Judith Neilson's cash for journalism has mostly gone to established media

Mariam Cheik-Hussein
By Mariam Cheik-Hussein | 17 July 2019
 

Australia’s major news outlets won most of the first grants from Judith Neilson Institute for Journalism and Ideas.

The institute was established in November by the billionaire with $100 million to "celebrate and encourage" quality journalism in Australia and the world.

The first round of grants will be used by major publications to expand journalism across the region and invest in more diverse reporters. The level of funding wasn't revealed. 

Nine’s The Sydney Morning Herald and The Age will hire an Indigenous journalist and a trainee photographer to work across the titles.

The Australian Financial Review will reopen a South-East Asia bureau in Jakarta covering economic, trade, business and security issues in the region.
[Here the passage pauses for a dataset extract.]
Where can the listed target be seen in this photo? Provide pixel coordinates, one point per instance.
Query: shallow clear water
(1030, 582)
The Australian, owned by News Corp Australia, will use its grant to produce a series covering China’s transformation.

The Guardian also received funding and is using it to appoint a Pacific editor to strengthen its reporting of the region.

Other recipients include the ABC and Schwartz media, along with local businesses such as The Terrier in Victoria which will use part of the grant to help find a new funding model for its website.

The Institute says this first round of grants is a “learning process” in how to support journalism which has had its revenue from advertising funneled to digital platforms for years.

The Australian Consumer and Competition Commission has recently handed its report into the impact of digital platforms on Australian journalism to the government. It has not yet been released.